In planning for the strategy sessions, a series of interviews and data gathering exercises were conducted. The findings indicated a lack of teamwork in a team-based environment, morale issues and apathy towards the company’s long-term future, all within an extremely profitable environment.

Business Implication: A dysfunctional culture was beginning to emerge that threatened the long-term stability of the financial institution. A primary cause of the issue was that certain staff members were compensated on short-term results and on the quantity of business generated, and others on long-term results. The implication of this was that certain business was being transacted and approved that contained greater risk than initially identified. In essence, the systems of motivations for team members were at times, in conflict.

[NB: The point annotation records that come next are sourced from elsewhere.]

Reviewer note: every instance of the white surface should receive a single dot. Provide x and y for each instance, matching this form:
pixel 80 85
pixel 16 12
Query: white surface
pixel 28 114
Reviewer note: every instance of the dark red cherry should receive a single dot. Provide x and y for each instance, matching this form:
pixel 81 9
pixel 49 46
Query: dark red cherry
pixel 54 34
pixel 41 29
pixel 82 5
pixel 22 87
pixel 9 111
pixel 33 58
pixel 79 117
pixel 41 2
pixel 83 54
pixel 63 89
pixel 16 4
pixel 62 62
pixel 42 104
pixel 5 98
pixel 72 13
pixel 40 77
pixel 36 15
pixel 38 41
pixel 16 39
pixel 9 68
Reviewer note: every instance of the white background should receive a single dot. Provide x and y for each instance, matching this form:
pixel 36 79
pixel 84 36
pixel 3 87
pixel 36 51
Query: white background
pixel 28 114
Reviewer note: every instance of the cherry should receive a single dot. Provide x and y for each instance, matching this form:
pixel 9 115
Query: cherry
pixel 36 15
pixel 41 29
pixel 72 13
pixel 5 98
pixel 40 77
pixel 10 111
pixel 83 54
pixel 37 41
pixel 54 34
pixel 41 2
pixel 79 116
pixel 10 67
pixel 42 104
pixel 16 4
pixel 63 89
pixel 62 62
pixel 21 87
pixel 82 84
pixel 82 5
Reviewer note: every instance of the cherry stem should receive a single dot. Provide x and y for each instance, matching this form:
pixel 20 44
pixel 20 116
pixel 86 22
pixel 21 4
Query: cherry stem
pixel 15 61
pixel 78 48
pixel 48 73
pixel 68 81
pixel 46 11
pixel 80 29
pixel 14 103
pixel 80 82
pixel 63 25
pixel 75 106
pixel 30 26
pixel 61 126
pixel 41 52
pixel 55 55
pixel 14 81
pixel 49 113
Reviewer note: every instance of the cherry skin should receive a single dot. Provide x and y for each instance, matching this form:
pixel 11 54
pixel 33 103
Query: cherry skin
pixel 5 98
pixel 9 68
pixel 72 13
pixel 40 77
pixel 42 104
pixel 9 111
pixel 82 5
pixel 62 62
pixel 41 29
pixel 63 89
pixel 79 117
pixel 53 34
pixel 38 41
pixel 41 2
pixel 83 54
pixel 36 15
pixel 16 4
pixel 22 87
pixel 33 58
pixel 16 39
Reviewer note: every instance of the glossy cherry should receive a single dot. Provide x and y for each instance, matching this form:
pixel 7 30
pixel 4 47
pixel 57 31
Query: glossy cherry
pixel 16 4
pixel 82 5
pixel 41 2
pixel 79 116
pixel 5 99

Phi Recommendation: Considering the financial institution’s overall risk appetite, a new team-based structure was developed, one component of which was a compensation structure that introduced a balance between rewarding short and long term performance. New deal-sanctioning performance metrics were established to provide better information and transparency to the review and approval process, and introduced a post-appraisal process.

The restructuring of the company’s systems and policies occurred after the strategic planning session to ensure self-reinforcing and integrated strategic and operational alignment. The result was a more productive team-based environment that was focused on the long-term success of the institution.